Facts: The plaintiff was employed by the defendant as a facility named Camp Scoutshire Woods.  She was  employed as its business manager and assistant to the camp director.  It was customary for the camp’s horse director to arrange a hose ride for staff of the camp at the end of the six week summer camp program.  It was not part of the plaintiff’s duties to take part in this ride, nor was it part of her remuneration, and the defendant did not derive a benefit from it.

When the ride took place on 29 June 2011, the plaintiff’s horse bolted and she fell, sustaining a back injury.  The plaintiff claimed compensation under Alabama’s Workers’ Compensation Act.  The Act requires that, for an injury to be compensable, it must arise out of and in the course of employment: Ala. Code 1975, §25-5-1(8).  The defendant sought and was granted summary dismissal of the claim on the basis that the injury did not so arise: Pollock v Girl Scouts of Southern Alabama Inc (Mobile Cir. Ct, unknown judge,  18 February 2014, unreported).  The plaintiff appealed.

Held: Per curiam, dismissing the appeal, that –

1. The phrases “arising out of” and “in the course of” in §25-5-1(8) denote two distinct concepts and both must be met to bring a case within the Act.

Ex parte Shelby County Health Care Authority, 850 So. 2d 332 (Ala. 2002), followed.

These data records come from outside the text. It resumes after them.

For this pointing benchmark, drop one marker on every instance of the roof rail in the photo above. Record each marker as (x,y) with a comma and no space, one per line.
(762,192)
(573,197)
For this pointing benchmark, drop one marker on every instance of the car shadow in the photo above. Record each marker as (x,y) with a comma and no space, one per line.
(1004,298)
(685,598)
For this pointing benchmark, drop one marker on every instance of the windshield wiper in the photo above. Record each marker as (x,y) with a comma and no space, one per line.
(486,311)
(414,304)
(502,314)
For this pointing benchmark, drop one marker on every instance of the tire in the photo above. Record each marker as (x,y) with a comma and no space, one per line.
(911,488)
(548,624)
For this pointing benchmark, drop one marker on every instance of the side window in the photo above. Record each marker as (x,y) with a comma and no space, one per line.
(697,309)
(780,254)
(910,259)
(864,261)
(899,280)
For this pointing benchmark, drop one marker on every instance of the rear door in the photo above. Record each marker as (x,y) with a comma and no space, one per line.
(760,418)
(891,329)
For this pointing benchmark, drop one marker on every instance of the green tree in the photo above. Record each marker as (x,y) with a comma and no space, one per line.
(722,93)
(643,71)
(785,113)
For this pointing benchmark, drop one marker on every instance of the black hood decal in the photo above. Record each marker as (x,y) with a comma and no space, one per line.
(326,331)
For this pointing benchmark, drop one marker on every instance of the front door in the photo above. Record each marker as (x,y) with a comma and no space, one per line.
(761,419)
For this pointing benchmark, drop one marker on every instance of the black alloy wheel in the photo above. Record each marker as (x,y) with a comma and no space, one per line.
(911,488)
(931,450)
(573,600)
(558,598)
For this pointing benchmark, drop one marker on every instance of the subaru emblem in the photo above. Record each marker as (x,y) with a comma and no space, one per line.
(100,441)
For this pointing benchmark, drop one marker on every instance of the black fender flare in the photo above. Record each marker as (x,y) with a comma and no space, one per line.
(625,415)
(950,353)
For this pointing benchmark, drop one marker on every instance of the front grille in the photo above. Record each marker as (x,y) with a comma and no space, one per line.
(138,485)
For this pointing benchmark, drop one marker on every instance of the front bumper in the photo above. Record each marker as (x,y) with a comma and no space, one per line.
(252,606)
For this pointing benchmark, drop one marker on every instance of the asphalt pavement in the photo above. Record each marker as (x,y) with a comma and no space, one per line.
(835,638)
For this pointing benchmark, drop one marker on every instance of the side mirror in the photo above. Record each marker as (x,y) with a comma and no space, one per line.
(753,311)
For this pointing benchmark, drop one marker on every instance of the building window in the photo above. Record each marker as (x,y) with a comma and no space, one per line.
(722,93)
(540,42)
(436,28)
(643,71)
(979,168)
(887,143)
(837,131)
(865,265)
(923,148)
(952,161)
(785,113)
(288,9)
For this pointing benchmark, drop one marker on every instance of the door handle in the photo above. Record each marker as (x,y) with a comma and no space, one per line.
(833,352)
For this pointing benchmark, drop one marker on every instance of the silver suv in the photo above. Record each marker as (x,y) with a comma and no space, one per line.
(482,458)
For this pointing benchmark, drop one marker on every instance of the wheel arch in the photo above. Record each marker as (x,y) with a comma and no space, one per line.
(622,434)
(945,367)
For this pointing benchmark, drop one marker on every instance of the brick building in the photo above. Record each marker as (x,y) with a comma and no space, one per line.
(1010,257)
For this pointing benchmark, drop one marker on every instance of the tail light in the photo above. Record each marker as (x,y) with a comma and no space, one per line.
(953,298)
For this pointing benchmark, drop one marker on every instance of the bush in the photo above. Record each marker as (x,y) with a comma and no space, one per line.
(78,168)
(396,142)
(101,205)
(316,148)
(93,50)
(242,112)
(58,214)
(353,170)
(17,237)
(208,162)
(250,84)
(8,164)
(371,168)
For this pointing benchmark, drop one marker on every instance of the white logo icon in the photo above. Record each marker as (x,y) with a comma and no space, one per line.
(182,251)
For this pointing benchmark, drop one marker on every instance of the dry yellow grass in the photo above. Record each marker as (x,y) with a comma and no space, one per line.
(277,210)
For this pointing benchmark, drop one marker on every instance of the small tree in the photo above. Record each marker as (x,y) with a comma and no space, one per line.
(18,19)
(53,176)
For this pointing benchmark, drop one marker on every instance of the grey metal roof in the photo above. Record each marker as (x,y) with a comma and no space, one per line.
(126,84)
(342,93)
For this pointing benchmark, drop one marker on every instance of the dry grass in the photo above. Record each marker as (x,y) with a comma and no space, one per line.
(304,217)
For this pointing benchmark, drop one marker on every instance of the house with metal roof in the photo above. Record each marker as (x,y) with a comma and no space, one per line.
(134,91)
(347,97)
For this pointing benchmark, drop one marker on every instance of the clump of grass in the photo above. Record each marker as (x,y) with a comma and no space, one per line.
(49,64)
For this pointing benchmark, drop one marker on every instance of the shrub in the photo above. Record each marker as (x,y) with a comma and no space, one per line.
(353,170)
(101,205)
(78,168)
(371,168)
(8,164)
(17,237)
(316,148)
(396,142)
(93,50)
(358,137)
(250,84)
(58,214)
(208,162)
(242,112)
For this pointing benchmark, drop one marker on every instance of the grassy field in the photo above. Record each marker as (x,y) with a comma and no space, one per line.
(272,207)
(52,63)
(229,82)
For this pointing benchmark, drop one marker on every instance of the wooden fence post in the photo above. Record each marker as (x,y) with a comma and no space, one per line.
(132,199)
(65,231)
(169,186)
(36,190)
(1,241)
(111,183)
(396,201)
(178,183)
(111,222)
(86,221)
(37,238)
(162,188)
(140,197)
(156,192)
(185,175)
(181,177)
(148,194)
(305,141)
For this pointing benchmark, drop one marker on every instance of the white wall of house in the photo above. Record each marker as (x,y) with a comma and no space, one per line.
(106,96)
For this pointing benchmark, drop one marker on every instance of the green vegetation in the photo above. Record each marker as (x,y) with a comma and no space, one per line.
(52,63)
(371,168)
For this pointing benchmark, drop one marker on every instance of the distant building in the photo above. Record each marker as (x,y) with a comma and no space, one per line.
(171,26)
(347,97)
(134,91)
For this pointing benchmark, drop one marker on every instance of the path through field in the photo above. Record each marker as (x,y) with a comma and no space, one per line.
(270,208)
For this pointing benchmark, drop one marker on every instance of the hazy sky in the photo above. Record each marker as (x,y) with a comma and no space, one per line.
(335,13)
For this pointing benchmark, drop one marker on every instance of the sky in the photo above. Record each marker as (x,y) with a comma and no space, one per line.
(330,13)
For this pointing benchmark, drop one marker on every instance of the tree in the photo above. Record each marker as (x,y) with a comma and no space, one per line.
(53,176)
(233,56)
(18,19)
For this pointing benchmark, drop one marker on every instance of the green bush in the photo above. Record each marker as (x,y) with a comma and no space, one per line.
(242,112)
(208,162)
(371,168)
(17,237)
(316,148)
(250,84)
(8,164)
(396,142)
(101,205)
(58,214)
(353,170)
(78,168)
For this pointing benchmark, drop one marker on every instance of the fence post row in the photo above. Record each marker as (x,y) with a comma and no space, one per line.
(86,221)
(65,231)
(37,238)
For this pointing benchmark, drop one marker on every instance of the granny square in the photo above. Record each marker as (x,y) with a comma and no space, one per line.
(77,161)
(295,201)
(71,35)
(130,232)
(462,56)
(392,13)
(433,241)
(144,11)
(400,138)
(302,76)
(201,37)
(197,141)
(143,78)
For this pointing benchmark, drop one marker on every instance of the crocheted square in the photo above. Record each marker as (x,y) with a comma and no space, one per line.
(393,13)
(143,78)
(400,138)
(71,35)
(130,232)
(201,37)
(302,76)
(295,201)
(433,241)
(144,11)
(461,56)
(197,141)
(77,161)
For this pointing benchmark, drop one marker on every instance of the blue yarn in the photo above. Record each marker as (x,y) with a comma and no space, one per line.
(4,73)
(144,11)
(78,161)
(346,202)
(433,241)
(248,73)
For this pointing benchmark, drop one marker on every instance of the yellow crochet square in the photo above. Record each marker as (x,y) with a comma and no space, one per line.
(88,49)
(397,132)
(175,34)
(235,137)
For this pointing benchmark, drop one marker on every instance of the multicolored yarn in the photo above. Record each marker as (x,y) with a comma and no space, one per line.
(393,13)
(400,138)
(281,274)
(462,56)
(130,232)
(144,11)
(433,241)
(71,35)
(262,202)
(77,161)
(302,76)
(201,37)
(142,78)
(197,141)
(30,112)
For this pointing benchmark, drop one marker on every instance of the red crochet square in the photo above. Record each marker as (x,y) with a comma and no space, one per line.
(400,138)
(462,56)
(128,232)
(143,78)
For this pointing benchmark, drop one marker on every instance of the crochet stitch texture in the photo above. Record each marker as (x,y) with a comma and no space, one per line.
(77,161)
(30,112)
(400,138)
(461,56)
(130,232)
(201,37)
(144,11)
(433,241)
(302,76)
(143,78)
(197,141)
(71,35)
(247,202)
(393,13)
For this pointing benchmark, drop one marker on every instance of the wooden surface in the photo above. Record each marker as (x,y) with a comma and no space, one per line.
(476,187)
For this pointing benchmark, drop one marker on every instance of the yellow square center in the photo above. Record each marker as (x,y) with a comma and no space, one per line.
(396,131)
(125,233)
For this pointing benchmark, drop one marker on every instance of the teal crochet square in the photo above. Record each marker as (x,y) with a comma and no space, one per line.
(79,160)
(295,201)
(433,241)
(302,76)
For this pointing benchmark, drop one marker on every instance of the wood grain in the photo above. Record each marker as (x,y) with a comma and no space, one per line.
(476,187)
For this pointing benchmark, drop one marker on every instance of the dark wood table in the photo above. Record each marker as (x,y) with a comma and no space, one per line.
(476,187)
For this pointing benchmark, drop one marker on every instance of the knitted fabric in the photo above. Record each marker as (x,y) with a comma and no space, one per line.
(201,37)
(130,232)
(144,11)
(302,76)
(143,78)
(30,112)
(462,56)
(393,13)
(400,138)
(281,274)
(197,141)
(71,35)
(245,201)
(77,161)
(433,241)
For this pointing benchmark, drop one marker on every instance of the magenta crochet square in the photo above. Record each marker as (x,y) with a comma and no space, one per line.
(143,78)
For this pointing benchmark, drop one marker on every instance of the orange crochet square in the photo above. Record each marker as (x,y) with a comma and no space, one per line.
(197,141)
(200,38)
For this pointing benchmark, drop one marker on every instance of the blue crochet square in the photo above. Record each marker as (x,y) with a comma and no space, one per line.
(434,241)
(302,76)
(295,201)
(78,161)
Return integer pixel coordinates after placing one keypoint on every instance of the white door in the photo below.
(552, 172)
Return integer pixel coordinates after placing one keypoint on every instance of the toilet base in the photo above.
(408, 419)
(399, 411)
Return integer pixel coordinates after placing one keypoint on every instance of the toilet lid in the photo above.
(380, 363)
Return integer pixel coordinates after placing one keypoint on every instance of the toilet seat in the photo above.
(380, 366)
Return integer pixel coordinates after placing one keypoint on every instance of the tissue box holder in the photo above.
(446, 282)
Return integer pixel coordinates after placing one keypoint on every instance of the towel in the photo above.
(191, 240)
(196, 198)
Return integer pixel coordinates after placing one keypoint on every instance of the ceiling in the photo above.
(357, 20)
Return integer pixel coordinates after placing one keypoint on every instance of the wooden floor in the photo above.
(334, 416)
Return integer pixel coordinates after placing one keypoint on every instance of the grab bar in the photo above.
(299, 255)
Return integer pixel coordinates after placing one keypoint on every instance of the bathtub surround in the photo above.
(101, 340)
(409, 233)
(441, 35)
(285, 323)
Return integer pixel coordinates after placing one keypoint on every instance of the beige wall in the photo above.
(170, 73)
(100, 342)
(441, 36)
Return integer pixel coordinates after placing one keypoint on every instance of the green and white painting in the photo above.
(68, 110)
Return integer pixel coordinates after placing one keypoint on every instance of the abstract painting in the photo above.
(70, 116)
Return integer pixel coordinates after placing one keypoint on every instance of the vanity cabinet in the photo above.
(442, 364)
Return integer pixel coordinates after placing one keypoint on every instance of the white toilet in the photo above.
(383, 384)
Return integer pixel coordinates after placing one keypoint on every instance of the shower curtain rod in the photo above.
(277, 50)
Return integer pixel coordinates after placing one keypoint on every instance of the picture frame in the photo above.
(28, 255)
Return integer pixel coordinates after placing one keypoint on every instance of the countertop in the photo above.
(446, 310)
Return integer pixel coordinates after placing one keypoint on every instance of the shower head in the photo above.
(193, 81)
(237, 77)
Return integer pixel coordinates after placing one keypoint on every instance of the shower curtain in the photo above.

2. The criteria for determining whether an injury has arisen out of and in the course of employment are not closed.  However, the Court took particular note that –
(a) The ride was voluntary and recreational and unrelated to the plaintiff’s duties as business manager and assistant to the camp director.  Further, it was not naturally related to or incidental to her work.
(b) The defendant derived no benefit from the holding of the ride.
(c) While the defendant permitted the plaintiff to take part in the ride, it did not encourage her to do so.

Young v Mutual Savings Life Insurance Co, 541 So.2d 24 (Ala. Civ. App. 1989); Ex parte Shelby County Health Care Authority, 850 So. 2d 332 (Ala. 2002); Moore’s Case, 330 Mass. 1, 110 NE.2d 764 (1953); Wooten v Roden, 260 Ala. 606, 71 So.2d 802 (1954), followed.

Board of Managers of City of Birmingham Retirement and Relief System v Elliott, 532 So.2d 1019 (Ala. Civ. App. 1998); Ex parte Holton, 886 So.2d 83 (Ala. 2003); Kennedy v.Cochran, 475 So.2d 872 (Ala. Civ. App. 1985), distinguished.

Judgment

The Court’s judgment is available here.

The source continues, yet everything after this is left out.